Monday, February 24, 2014

Greek Life costs money, yo

There're all sorts of Greek life. I mean, Armstrong and Hamilton tended to focus more on the "exclusive" houses but other groups aren't as high maintenance. Which leads the conversation into monetary spending.

Colleges and "elite" Greek groups do support privatization because colleges need money to run, well, the college and the higher-up-the-totem-pole a frat or sorority is, the more money it's occupants tend to spend even if they can't strictly afford it. For instance, Blair, a middle class girl in a house full of upper class girls, said that the careless spending of her pledge mates "'boggles her mind... how much people spend on clothes or jewelry or things... on dad's credit card and just swipe it and you'll be fine'" (Armstrong 125). From personal experience, I know for a fact that some houses require its members to pay up to three grand a semester to stay. That's a ridiculous amount of money for a social club and it's practically shutting out people from lower economic backgrounds. 

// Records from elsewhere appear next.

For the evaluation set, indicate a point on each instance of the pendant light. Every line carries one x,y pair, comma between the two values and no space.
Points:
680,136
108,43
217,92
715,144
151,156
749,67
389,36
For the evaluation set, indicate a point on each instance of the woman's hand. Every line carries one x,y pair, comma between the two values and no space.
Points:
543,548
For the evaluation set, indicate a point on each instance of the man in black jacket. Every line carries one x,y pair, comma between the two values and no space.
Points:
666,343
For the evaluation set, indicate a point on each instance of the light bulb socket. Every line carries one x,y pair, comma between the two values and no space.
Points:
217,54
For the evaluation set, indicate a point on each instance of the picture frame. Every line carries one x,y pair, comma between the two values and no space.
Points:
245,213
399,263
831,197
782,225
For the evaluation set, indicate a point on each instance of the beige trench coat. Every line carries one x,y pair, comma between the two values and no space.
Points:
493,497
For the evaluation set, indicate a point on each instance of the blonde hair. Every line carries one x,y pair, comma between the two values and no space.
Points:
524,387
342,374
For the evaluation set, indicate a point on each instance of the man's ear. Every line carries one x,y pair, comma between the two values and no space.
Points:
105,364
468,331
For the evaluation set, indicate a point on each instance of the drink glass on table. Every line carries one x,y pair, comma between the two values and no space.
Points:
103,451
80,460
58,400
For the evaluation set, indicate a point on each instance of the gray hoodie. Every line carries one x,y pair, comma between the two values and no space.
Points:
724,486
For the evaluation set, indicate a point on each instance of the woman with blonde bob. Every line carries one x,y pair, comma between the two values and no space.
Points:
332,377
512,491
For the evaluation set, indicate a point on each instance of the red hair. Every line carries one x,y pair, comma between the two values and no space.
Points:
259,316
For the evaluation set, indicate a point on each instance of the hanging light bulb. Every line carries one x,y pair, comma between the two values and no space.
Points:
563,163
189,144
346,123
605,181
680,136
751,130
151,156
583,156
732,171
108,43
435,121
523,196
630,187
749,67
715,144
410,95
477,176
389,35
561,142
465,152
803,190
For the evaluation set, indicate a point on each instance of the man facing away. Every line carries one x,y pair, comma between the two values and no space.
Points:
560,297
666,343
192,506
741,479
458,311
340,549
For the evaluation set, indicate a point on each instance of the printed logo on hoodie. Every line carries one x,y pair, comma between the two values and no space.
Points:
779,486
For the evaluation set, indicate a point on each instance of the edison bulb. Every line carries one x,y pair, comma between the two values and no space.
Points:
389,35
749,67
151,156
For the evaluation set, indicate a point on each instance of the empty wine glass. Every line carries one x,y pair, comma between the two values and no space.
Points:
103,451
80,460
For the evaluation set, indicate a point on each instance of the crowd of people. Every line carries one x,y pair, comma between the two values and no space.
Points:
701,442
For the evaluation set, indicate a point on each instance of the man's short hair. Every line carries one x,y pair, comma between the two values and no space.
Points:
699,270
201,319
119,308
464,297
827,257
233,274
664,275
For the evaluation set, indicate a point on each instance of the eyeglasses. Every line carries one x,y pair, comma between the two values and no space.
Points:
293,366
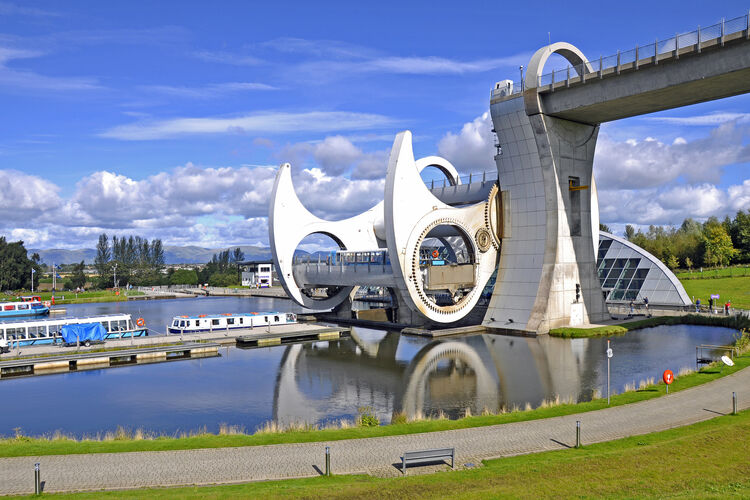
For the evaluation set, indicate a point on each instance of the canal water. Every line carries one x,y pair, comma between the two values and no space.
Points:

But there are other types of Greek life too. Other Greeks, especially smaller, newer chapters, ask anywhere from around 800 to 250 as a one time fee, a huge drop from the long bill that racks up from being part of an older fraternity. These tend to be specialized houses, such as those targeted for a specific ethnicity, religion, profession, or hobby. They are targeting a type of student not based on financial situation but on social terms. If they added financial restrictions as well, such as expensive dues, then they would have a harder time finding members.